Além do mais, foi acertado que a existência das sedes offshore favoreceu também uma enorme saída de capitais de muitos países de baixa renda, gerando numerosas crises políticas e econômicas, e impedindo aos mesmos de tomar finalmente a direção do crescimento e de um saudável desenvolvimento.

A tal propósito, ocorre notar que, muitas vezes, diversas instituições internacionais denunciaram tudo isto e não poucos governos nacionais buscaram justamente limitar o efeito das sedes financeiras offshore. Existiram muitos esforços positivos nesta direção, especialmente nos últimos dez anos.
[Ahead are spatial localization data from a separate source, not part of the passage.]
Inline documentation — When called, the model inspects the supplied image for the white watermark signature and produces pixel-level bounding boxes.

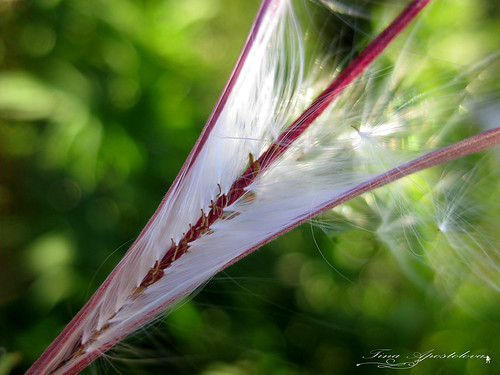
[356,349,491,369]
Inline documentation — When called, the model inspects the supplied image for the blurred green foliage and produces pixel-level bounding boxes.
[0,0,499,374]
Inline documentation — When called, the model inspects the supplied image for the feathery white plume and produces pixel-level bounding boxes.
[28,0,500,373]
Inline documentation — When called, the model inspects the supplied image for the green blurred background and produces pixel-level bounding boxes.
[0,0,499,374]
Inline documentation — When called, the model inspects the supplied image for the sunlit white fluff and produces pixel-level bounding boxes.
[32,0,500,373]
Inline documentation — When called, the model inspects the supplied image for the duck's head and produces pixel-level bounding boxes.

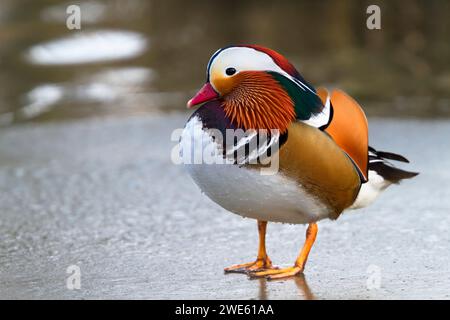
[187,45,323,134]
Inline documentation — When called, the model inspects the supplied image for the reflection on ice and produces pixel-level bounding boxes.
[26,30,148,65]
[90,67,154,87]
[74,67,154,102]
[20,67,154,120]
[21,84,64,119]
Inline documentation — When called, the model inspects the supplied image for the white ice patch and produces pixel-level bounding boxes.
[21,84,64,119]
[26,30,147,65]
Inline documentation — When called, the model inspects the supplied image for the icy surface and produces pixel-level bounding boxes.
[0,114,449,299]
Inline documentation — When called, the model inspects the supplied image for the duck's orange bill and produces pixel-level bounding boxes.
[187,83,219,108]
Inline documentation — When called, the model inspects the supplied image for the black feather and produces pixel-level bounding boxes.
[369,162,419,183]
[369,146,410,163]
[368,146,419,183]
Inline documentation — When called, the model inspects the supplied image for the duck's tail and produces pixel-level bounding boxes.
[368,146,419,183]
[350,146,419,209]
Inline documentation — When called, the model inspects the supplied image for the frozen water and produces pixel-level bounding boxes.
[0,114,449,299]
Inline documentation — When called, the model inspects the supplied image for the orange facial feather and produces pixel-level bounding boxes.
[222,72,296,134]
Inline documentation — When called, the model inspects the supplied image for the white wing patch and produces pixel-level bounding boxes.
[304,95,332,129]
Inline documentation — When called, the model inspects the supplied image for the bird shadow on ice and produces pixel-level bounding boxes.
[255,274,316,300]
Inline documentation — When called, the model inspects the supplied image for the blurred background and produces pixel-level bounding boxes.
[1,0,449,127]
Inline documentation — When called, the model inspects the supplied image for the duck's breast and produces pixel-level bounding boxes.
[179,109,333,224]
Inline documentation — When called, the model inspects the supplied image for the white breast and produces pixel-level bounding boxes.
[179,116,331,224]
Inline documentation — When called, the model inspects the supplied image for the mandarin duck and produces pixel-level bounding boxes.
[179,45,418,280]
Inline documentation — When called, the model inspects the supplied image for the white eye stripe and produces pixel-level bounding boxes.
[206,47,228,79]
[209,47,285,78]
[207,46,316,95]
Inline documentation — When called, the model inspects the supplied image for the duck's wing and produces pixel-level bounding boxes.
[303,88,369,182]
[279,121,362,218]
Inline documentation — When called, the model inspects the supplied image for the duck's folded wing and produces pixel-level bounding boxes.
[304,88,369,182]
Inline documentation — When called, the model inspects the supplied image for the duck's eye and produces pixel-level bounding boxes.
[225,67,236,76]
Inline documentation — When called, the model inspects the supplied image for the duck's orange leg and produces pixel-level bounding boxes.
[224,220,277,274]
[250,223,318,280]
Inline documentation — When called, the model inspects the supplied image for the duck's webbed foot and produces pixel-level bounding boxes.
[224,220,277,274]
[224,256,277,274]
[249,266,303,280]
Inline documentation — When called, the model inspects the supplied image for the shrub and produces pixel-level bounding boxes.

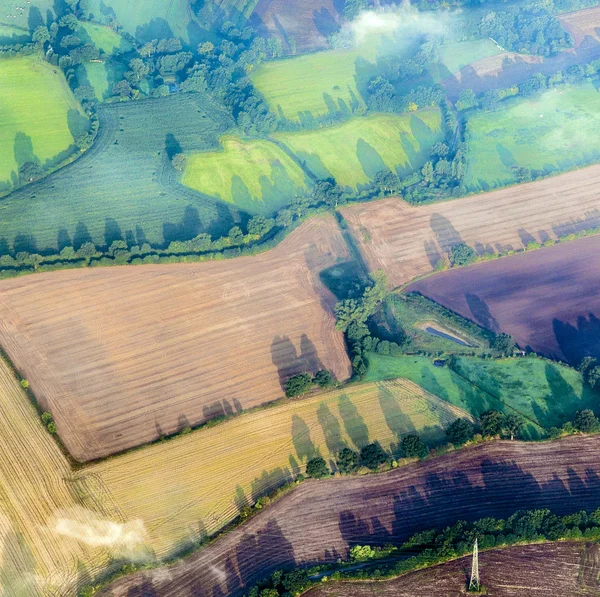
[313,369,334,388]
[47,422,57,434]
[284,373,313,397]
[19,379,29,389]
[336,447,359,474]
[574,409,600,433]
[492,333,515,356]
[350,545,377,561]
[41,412,53,425]
[446,418,474,445]
[360,443,388,470]
[401,435,428,459]
[306,457,329,479]
[450,243,476,266]
[480,409,505,437]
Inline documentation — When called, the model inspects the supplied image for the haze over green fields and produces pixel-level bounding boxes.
[182,136,310,213]
[275,110,443,187]
[465,81,600,191]
[0,55,88,192]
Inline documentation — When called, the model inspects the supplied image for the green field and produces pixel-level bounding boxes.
[275,111,443,187]
[0,93,235,252]
[0,55,88,192]
[0,0,55,30]
[432,39,502,81]
[251,50,371,122]
[83,0,198,42]
[77,60,125,101]
[464,81,600,191]
[182,136,310,214]
[365,354,598,438]
[0,23,29,43]
[79,22,132,54]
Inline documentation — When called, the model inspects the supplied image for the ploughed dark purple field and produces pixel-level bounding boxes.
[406,235,600,364]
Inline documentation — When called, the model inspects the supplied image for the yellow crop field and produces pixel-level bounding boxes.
[0,368,471,595]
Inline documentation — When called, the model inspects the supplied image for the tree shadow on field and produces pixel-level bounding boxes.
[291,415,316,463]
[553,313,600,365]
[270,335,324,391]
[465,293,499,333]
[313,8,340,39]
[104,218,123,247]
[13,132,38,169]
[338,394,369,449]
[127,579,157,597]
[73,221,93,250]
[251,467,293,502]
[378,384,416,444]
[163,205,204,245]
[430,213,464,253]
[57,228,72,251]
[518,228,536,247]
[13,234,37,254]
[317,402,346,455]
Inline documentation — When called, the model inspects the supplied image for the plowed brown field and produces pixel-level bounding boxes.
[251,0,341,52]
[0,215,351,462]
[341,164,600,288]
[308,542,600,596]
[100,436,600,597]
[559,6,600,47]
[406,234,600,364]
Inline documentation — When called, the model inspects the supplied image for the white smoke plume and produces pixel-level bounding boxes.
[344,2,459,50]
[53,514,147,550]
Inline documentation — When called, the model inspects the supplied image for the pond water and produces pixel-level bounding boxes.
[424,326,472,346]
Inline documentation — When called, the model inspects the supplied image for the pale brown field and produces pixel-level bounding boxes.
[308,542,600,597]
[0,215,351,462]
[454,51,542,81]
[340,164,600,288]
[559,6,600,47]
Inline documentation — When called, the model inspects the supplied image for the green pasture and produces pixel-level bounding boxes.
[251,50,371,122]
[0,94,234,252]
[83,0,194,41]
[275,111,443,187]
[182,136,309,214]
[0,55,88,192]
[365,354,597,438]
[464,81,600,191]
[0,23,29,43]
[78,60,126,101]
[79,22,132,54]
[0,0,54,30]
[431,39,502,81]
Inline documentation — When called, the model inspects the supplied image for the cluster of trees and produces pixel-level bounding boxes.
[304,442,392,479]
[579,357,600,389]
[334,271,402,376]
[548,408,600,438]
[469,4,572,56]
[284,370,334,398]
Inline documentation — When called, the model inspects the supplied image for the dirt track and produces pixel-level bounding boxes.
[101,436,600,596]
[0,216,351,461]
[340,164,600,289]
[308,542,600,596]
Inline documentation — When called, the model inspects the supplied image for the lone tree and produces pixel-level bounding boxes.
[401,435,428,459]
[360,443,388,470]
[336,447,359,474]
[313,370,334,388]
[574,409,600,433]
[306,457,329,478]
[446,418,475,445]
[480,410,505,437]
[492,333,516,356]
[450,243,476,266]
[284,373,313,397]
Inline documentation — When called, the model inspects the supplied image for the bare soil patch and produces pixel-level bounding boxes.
[559,6,600,47]
[101,435,600,596]
[0,216,351,462]
[308,542,600,596]
[407,235,600,364]
[340,164,600,289]
[251,0,342,53]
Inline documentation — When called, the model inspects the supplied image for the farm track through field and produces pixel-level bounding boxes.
[0,215,351,461]
[307,542,600,596]
[100,436,600,596]
[340,163,600,289]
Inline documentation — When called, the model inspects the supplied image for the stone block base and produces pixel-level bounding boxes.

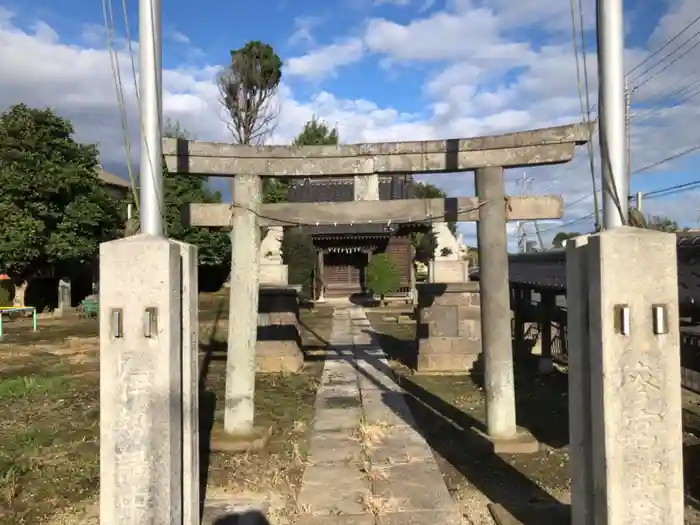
[257,285,303,373]
[256,341,304,373]
[416,352,480,374]
[415,282,482,373]
[259,263,288,285]
[472,427,539,454]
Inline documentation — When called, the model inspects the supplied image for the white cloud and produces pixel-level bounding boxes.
[1,1,700,249]
[166,28,191,45]
[285,38,365,79]
[288,15,324,46]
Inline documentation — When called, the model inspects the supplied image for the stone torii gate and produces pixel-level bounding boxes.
[164,122,590,449]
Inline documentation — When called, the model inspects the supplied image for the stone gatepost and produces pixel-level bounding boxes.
[256,285,304,373]
[568,227,683,525]
[99,234,199,525]
[415,282,481,372]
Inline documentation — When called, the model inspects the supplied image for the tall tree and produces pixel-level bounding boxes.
[0,104,122,302]
[217,41,283,145]
[217,40,283,204]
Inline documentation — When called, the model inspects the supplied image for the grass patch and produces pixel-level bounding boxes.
[0,375,68,401]
[0,350,100,525]
[0,291,332,524]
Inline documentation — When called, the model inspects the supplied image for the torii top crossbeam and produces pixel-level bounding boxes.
[163,123,592,177]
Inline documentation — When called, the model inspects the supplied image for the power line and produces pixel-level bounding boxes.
[634,83,700,125]
[633,68,700,108]
[644,178,700,200]
[631,30,700,89]
[632,143,700,174]
[537,212,596,234]
[627,13,700,77]
[102,0,139,212]
[568,0,599,227]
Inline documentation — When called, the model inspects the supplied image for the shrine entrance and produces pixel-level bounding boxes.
[322,250,367,297]
[167,121,591,447]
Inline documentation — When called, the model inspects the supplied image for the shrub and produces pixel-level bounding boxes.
[281,227,316,299]
[366,253,399,303]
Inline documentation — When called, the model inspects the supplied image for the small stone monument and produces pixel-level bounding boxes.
[55,277,71,317]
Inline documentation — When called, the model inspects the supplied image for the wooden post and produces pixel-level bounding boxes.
[224,174,262,436]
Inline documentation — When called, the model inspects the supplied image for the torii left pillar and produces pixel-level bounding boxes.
[475,167,537,452]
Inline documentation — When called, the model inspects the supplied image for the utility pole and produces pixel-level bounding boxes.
[139,0,164,236]
[597,0,628,229]
[625,78,638,201]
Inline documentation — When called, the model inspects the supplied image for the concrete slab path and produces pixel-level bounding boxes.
[296,306,466,525]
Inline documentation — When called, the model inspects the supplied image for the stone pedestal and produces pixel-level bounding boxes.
[99,234,199,525]
[257,285,304,373]
[570,227,683,525]
[259,263,288,285]
[428,260,470,283]
[415,283,481,372]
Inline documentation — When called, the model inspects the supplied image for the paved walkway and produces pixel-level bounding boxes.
[296,306,465,525]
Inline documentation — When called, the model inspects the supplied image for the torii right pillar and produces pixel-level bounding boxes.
[475,166,538,453]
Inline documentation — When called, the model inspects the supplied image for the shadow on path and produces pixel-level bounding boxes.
[334,313,569,524]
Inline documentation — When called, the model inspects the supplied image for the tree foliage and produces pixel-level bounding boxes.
[366,254,400,300]
[647,214,680,233]
[0,104,122,282]
[292,117,339,146]
[217,40,282,145]
[281,227,316,298]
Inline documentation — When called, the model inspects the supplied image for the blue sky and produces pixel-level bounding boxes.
[1,0,699,243]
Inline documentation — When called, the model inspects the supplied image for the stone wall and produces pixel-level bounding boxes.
[415,282,481,373]
[257,285,304,373]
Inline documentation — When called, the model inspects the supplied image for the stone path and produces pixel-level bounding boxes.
[296,306,466,525]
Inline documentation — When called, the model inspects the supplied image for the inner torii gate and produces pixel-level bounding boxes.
[164,122,590,447]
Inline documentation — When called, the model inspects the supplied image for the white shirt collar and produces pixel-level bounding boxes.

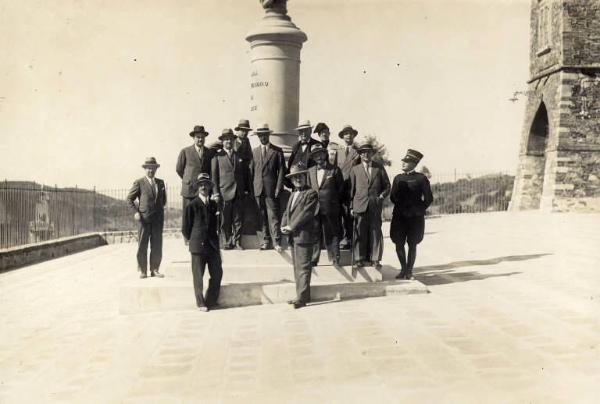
[146,176,155,184]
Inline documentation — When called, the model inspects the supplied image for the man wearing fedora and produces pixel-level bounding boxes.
[281,162,319,309]
[250,123,286,251]
[313,122,339,166]
[211,128,251,250]
[176,125,216,214]
[126,157,167,278]
[390,149,433,280]
[287,120,320,170]
[234,118,253,162]
[182,173,223,311]
[337,124,361,249]
[350,142,391,269]
[307,144,344,266]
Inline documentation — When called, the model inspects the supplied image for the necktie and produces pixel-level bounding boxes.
[345,147,349,158]
[262,146,266,161]
[151,179,157,200]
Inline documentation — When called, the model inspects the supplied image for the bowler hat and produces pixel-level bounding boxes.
[189,125,209,137]
[356,142,375,153]
[218,128,236,141]
[196,172,213,187]
[295,119,312,132]
[234,119,252,131]
[338,124,358,139]
[285,161,309,178]
[314,122,330,134]
[309,143,328,157]
[401,149,424,164]
[142,157,160,168]
[252,123,273,136]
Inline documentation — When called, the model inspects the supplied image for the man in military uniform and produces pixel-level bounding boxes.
[350,142,391,269]
[337,124,360,249]
[390,149,433,280]
[281,162,319,309]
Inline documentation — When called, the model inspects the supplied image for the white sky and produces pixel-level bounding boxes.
[0,0,530,190]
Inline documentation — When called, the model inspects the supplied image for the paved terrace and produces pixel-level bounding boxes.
[1,212,599,403]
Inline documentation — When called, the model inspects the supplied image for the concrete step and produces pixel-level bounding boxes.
[119,278,429,314]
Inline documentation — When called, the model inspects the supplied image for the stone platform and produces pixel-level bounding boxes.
[119,247,428,313]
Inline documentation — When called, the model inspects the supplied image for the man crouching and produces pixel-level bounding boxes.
[182,173,223,312]
[281,162,319,309]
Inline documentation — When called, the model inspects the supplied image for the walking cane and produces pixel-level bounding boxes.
[350,210,356,270]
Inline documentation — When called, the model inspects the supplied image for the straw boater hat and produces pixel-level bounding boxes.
[218,128,236,141]
[142,157,160,168]
[313,122,329,134]
[295,120,312,132]
[309,143,328,157]
[189,125,209,137]
[196,172,213,187]
[338,124,358,139]
[401,149,424,164]
[356,142,375,153]
[285,161,310,178]
[234,119,252,132]
[252,123,273,136]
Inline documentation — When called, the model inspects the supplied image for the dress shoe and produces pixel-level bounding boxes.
[352,260,364,269]
[311,261,318,267]
[260,243,271,250]
[151,271,165,278]
[287,299,297,305]
[372,261,382,270]
[140,273,148,279]
[396,269,407,280]
[197,305,209,312]
[235,243,244,251]
[293,301,306,309]
[405,270,414,280]
[274,244,283,253]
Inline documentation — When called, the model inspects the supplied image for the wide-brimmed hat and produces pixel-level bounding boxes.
[401,149,424,164]
[196,172,213,187]
[314,122,330,134]
[295,119,312,132]
[142,157,160,168]
[234,119,252,131]
[189,125,209,137]
[286,162,309,178]
[252,123,272,136]
[356,142,375,153]
[338,124,358,139]
[310,143,328,157]
[219,128,236,141]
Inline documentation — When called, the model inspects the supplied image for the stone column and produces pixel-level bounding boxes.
[246,0,307,154]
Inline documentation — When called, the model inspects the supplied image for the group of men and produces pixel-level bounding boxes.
[126,118,433,311]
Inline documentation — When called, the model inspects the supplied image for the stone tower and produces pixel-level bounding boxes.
[510,0,600,212]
Todavia, até agora não conseguiram impor acordos e normativas adequadamente eficazes neste sentido; os esquemas normativos propostos, também da parte de reconhecidas organizações internacionais, foram frequentemente inaplicáveis ou tornados ineficazes, por motivo das notáveis influências que aquelas sedes financeiras conseguem exercitar, considerando o grande capital que dispõem, em relação a tantos poderes políticos. (…)

Portanto, é necessário e urgente que a nível internacional sejam estabelecidos oportunos remédios a tais iníquos sistemas; primeiramente praticando em cada nível a transparência financeira (por exemplo, com a obrigação da prestação de contas públicas pelas empresas multinacionais, das respectivas atividades e dos impostos pagos em cada país onde operam através de próprias sociedades subssidiárias); e também com sanções rígidas a serem impostas em relação aqueles países que repetem as práticas desonestas referidas acima (evasão e elusão fiscal, lavagem de dinheiro).

O sistema offshore, especialmente para os países cujas economias são menos desenvolvidas, terminou por agravar o débito público dos mesmos. De fato foi sublinhado como a riqueza privada acumulada nos paraísos fiscais de algumas elites quase igualou o débito público dos respectivos países. Isto evidencia também como, de fato, na origem de tal débito estejam frequentemente os passivos econômicos gerados pelos sujeitos privados e depois colocados nos ombros do sistema público. No mais, é notório que importantes sujeitos econômicos tendem a prosseguir de forma constante, frequentemente com a conivência dos políticos, uma prática de socialização das perdas. (…)” [7]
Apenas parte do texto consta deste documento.